Funérailles du président Lansana Conté

Funérailles du président Lansana Conté

Photo : AFP / Seyllou

Radio-Canada
Prenez note que cet article publié en 2008 pourrait contenir des informations qui ne sont plus à jour.

Un dernier hommage est rendu à l'ancien président Lansana Conté, au moment où la junte militaire conforte son pouvoir.

Plusieurs chefs d'État africains et plus de 30 000 personnes ont assisté, vendredi, aux funérailles nationales du président guinéen Lansana Conté, décédé quatre jours plus tôt après 24 ans de règne très contesté.

Des centaines de Guinéens se sont aussi rassemblés devant l'Assemblée nationale à Conakry pour assister aux obsèques. Le cortège funèbre a ensuite parcouru les rues de la capitale pour un dernier adieu.

Le corps du défunt général devait ensuite être transporté jusqu'à sa ville natale de Moussayah, où il sera inhumé.

Un peu plus tôt dans la journée, une cérémonie avait lieu au Palais du peuple en présence de plusieurs milliers de personnes, en majorité vêtues de blanc, en signe de deuil.

Outre les dignitaires du régime et de nombreux militaires, plusieurs opposants au chef d'État et leaders syndicaux, qui l'avaient vivement contesté ces dernières années, s'étaient joints à la cérémonie.

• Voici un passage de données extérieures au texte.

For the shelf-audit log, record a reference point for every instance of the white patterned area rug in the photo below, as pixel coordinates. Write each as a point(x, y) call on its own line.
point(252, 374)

Étaient également présents les présidents Laurent Gbagbo (Côte d'Ivoire), Joao Bernardo Vieira (Guinée-Bissau), Ellen Johnson Sirleaf (Liberia) et Ernest Bai Koroma (Sierra Leone) ainsi que le président de la Commission de l'Union africaine (UA), Jean Ping.

La junte de Moussa Dadis Camara, qui a pris le contrôle du pays à la suite d'un coup d'État militaire, avait promis d'offrir des funérailles grandioses à l'ancien dirigeant.

Lansana Conté

Deuxième président de Guinée, Lansana Conté était lui-même arrivé au pouvoir par un coup d'État, en 1984, après la mort d'Ahmed Sékou Touré, le « père de l'indépendance ».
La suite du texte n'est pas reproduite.